Inclinando-se sobre ela, ele beijou o lóbulo antes de beliscá-lo,
puxando seus quadris um pouco mais forte contra ele enquanto ele
continuava a ter espasmos e reivindicá-la como sua.
— Algum dia em breve, bruxinha, vou cumprir minha ameaça
de fodê-la adequadamente.
— E... Isso... não foi? — Seus olhos estavam fechados, sua mão
enrolada ao lado de seu rosto. Ela gemeu quando ele se enfiou nela,
amolecendo como estava, desejando ganhar um pouco mais de si
mesmo em suas profundezas flexíveis.
Ele riu sombriamente, deixando essa ser sua única resposta, e
beijou o canto da boca dela.
— Você me perdoa agora?
— Eu suponho que sim. A menos que você queira se desculpar
comigo uma segunda vez para ter certeza.
Quando ela gemeu, ele riu e beijou seu ombro.
Deuses, ele a amava. E ele faria qualquer coisa se isso
significasse que ela ficasse ao lado dele.
Qualquer coisa.
— É aqui que você deve ficar. E é aqui que você vai apodrecer.
Pregos de ferro atravessavam sua carne, prendendo suas asas
na árvore em suas costas. Fixando os braços estendidos. Fixando as
pernas. Empalando seu peito na madeira atrás dele.
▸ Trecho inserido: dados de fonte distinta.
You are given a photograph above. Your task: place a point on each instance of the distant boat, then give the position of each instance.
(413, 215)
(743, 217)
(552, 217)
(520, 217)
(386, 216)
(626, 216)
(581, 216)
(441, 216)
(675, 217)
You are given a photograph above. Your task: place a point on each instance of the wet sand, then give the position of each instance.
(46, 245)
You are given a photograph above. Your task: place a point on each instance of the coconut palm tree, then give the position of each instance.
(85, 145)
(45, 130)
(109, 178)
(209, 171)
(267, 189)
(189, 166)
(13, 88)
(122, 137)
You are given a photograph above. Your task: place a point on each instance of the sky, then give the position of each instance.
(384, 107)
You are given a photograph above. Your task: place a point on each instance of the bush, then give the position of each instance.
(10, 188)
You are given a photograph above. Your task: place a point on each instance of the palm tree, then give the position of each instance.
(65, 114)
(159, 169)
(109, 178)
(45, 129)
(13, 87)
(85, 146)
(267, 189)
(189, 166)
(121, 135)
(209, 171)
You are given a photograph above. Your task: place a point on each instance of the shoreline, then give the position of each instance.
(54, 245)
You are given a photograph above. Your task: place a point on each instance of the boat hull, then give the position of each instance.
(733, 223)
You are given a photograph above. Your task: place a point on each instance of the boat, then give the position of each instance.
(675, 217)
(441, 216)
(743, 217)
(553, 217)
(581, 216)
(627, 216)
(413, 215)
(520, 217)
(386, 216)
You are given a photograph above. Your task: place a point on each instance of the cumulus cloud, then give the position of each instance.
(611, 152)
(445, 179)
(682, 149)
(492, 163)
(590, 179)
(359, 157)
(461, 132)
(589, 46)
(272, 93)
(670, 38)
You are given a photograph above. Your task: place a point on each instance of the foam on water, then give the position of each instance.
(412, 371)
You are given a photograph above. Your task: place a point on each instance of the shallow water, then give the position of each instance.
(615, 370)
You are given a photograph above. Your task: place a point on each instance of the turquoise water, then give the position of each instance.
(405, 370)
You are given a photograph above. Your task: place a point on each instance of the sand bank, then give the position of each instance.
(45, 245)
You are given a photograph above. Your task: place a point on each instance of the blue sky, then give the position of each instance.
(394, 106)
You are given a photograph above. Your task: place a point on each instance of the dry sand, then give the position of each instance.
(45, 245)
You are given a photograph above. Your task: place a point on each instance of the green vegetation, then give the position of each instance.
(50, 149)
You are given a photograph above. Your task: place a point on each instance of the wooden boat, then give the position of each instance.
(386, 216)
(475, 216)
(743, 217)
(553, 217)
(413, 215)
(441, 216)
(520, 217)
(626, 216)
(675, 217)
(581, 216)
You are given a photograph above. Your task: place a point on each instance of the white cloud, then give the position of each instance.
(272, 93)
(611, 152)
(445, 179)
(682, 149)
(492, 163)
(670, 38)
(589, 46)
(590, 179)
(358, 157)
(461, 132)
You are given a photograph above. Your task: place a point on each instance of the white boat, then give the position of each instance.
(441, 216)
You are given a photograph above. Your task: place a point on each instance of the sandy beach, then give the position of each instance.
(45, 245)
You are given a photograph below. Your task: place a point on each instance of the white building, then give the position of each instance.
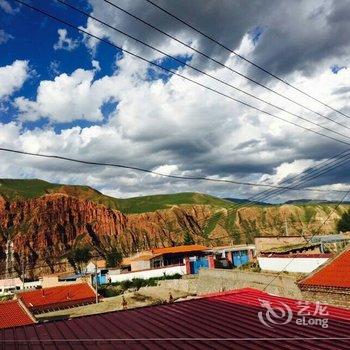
(298, 263)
Ele se perguntou se ele se parecia com aquele estúpido cadáver
crucifixado que os humanos adoravam. Ele estava tonto, sentia
náuseas, e o ferro queimava sua carne como faria com qualquer
outro feérico.
Mas ele não era qualquer outro feérico.
Isto, Titânia e os outros já tinham descoberto.
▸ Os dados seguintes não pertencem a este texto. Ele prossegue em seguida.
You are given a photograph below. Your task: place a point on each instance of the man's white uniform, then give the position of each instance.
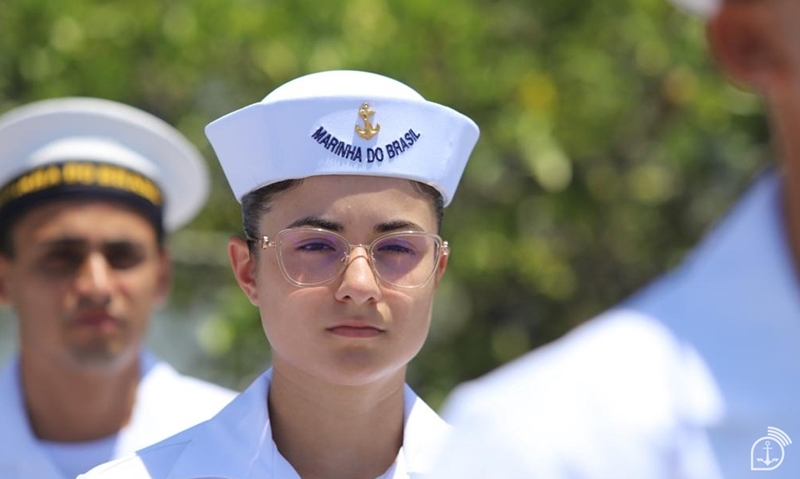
(166, 403)
(697, 377)
(237, 444)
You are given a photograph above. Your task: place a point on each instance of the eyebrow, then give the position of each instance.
(385, 227)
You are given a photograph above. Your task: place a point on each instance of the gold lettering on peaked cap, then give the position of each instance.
(369, 130)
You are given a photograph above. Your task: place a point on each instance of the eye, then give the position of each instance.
(62, 260)
(315, 244)
(397, 245)
(124, 255)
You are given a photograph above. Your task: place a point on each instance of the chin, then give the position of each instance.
(102, 356)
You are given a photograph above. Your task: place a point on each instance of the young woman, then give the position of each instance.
(343, 177)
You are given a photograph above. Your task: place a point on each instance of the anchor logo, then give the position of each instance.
(769, 461)
(369, 130)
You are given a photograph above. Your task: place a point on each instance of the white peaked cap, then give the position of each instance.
(105, 132)
(343, 123)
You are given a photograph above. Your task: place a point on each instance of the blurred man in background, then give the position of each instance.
(88, 189)
(698, 375)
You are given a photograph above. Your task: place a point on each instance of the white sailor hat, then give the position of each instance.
(88, 146)
(705, 8)
(343, 123)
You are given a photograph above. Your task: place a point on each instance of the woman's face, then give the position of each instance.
(355, 329)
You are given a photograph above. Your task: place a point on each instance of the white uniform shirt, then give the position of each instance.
(166, 403)
(680, 382)
(237, 444)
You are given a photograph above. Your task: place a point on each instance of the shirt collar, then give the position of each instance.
(237, 443)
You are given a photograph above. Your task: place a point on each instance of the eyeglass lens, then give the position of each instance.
(312, 257)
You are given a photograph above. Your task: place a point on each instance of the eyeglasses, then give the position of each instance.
(313, 256)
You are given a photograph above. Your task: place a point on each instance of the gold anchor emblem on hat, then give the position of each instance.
(369, 130)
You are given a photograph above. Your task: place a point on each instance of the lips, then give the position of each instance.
(356, 330)
(100, 320)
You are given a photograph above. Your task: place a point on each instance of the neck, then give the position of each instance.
(72, 404)
(329, 431)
Correntes farpadas o rodeavam, cravando-se profundamente
em sua carne, cortando trincheiras em sua pele.
Titânia cuspiu nele e virou-se para fugir, seus ombros
tremendo com seus soluços de dor. Oberon estava morto. E apesar
de toda sua natureza volátil, de novo e de novo, ele não tinha
dúvidas em sua mente de que ela tinha amado seu rei.
Ele sorriu.
Bom.
Ele esperava que ela sofresse.
— Aproveite sua cama vazia, Titânia. Talvez se você pedir com
jeitinho, eu vá preenchê-la para você.
Ele riu quando ela simplesmente desapareceu sem resposta.
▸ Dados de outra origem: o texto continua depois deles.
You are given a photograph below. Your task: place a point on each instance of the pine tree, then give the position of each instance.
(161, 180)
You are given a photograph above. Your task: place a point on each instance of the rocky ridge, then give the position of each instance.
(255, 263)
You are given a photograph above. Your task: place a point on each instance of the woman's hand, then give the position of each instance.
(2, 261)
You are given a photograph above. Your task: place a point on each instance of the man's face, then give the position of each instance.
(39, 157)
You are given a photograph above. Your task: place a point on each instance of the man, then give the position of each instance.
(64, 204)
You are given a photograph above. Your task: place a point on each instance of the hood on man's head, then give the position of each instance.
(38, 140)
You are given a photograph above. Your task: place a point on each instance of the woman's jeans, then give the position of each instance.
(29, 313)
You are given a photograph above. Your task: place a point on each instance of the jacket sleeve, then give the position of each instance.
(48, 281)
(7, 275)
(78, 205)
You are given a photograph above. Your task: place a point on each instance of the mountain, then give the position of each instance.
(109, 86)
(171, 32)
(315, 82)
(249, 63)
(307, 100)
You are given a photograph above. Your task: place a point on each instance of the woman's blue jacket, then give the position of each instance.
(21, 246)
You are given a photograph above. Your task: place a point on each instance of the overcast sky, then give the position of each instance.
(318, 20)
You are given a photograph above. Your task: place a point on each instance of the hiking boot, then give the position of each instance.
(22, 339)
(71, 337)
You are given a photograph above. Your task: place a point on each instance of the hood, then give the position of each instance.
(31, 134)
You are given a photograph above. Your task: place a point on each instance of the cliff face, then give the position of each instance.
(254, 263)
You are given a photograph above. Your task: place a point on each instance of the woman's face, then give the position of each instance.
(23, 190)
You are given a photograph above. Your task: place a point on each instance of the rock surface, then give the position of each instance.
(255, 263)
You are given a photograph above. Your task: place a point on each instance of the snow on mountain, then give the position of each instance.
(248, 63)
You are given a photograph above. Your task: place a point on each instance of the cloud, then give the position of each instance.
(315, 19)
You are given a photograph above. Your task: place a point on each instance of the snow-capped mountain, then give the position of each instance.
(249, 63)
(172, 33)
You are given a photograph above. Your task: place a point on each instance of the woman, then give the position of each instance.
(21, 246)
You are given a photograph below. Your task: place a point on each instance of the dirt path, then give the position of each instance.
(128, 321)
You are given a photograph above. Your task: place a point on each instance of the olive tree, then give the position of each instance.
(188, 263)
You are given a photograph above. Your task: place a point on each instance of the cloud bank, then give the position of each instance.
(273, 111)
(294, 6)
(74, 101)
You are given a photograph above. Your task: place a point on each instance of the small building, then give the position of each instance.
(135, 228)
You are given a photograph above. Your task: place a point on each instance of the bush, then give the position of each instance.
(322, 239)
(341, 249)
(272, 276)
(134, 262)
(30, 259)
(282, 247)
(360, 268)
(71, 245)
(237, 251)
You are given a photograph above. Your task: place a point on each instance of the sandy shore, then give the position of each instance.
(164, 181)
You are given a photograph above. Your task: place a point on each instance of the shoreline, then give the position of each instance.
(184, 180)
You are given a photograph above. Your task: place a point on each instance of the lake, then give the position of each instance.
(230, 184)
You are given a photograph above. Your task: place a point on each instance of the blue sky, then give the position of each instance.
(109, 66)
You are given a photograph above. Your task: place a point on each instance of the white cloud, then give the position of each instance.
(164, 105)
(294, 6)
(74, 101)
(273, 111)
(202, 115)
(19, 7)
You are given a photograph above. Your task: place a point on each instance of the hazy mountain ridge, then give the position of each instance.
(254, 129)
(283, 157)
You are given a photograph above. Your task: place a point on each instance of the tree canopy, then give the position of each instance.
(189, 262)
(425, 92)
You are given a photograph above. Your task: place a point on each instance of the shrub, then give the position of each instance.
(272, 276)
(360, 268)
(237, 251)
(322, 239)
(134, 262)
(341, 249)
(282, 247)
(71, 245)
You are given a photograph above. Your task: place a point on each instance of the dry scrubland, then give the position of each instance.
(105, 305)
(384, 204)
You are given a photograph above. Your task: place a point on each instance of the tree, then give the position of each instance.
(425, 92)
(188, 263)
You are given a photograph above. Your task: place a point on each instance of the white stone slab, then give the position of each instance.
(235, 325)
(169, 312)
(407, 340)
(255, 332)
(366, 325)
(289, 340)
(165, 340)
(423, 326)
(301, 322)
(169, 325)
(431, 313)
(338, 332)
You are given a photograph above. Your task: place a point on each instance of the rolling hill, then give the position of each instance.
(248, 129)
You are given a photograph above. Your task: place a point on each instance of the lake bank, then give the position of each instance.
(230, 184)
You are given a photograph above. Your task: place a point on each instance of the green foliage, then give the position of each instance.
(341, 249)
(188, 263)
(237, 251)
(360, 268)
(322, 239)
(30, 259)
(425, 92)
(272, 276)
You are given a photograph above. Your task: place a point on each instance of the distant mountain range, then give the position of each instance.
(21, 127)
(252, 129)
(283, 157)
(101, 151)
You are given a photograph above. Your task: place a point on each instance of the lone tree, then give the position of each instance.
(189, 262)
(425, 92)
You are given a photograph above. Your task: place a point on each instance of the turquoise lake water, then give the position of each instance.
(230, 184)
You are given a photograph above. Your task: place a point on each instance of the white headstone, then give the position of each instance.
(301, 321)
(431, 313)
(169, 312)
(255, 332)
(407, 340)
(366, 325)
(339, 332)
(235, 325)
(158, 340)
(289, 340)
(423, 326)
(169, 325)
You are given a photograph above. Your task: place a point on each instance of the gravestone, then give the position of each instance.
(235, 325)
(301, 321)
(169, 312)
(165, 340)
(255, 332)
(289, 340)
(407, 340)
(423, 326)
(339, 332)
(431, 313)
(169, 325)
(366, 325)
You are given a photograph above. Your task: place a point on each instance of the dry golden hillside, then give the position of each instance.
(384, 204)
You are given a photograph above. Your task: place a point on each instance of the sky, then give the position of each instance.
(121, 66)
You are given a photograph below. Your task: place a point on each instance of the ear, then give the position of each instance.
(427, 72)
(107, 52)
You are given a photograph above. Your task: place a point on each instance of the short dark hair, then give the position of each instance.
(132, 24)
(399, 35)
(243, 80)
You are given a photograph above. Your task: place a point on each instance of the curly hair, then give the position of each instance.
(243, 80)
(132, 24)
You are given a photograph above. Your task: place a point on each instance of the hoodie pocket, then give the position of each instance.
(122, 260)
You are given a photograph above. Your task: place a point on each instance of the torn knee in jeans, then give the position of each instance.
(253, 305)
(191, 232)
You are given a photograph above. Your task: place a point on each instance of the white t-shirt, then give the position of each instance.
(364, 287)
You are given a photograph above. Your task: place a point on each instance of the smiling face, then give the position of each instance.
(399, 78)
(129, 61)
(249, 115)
Mas sua risada era fraca e rouca. Ele olhou para o que eles tinham
feito com ele. Não haveria escapatória. Não sem a ajuda de outros.
Então, não, ele imaginou que não haveria escapatória.
Quando ele se rendeu à dor e à agonia que assolava seu corpo,
seus pensamentos não estavam em vingança, nem em como ele
arrancaria o rabo de Bayodan de seu traseiro traidor e o forçaria a
comê-lo.
Não, seus pensamentos estavam em sua Abigail. Sua pequena
bruxinha Seelie.
Sua Rainha Unseelie.
E ele só podia rezar aos deuses para que a visse novamente.
Mas os deuses nunca foram gentis com ele.
Fechando os olhos, ele a imaginou diante dele. Imaginou o
beijo dela em seus lábios. E lembrou-se de sua voz quando ela
prometeu seu amor a ele.
E isso teria que ser suficiente.
Eu te amo, Abigail Moore.
Notas
[←1]
Muitas das criaturas feéricas não possuem um nome equivalente na língua
portuguesa, sendo a maioria comumente chamada de ‘duende’, contudo, são
criaturas diferentes. Assim, será mantido o nome original.